Personal information
- Born: Gregor Ewen Cameron 11 January 1964 (age 62) Dunedin, New Zealand
- Education: East Otago High School University of Waikato
- Occupation: Schoolteacher

Sport
- Country: New Zealand
- Sport: Track and field

Achievements and titles
- National finals: 3000 m steeplechase champion (1986, 1988)

= Gregor Cameron =

Former Track and field athlete

Gregor Ewen Cameron (born 11 January 1964) is a former New Zealand athlete who represented his country at the 1990 Commonwealth Games.

==Early life and family==
Cameron was born in Dunedin on 11 January 1964, the son of Linda and Clive Cameron, and educated at East Otago High School.

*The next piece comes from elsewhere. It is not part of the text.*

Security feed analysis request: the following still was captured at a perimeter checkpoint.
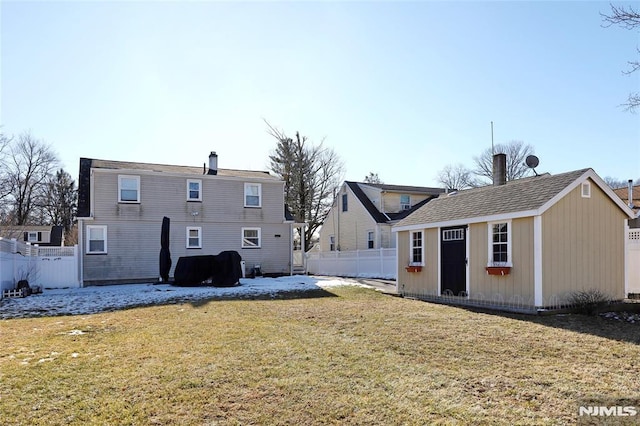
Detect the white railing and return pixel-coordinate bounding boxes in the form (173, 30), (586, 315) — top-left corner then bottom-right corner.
(307, 248), (397, 279)
(0, 238), (80, 298)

He went on to study at the University of Waikato, completing a Bachelor of Social Sciences in 1986, and Hamilton Teachers' College, where he was awarded a Diploma of Teaching in 1988.

In 1988, Cameron married Karenza de Silva.

==Athletics==
Cameron won the New Zealand national men's 3000 m steeplechase title in 1986 and 1988. He represented New Zealand in the 3000 m steeplechase at the 1990 Commonwealth Games in Auckland. He finished ninth, recording a time of 8:42.08.

In 1990, Cameron was awarded the New Zealand 1990 Commemoration Medal.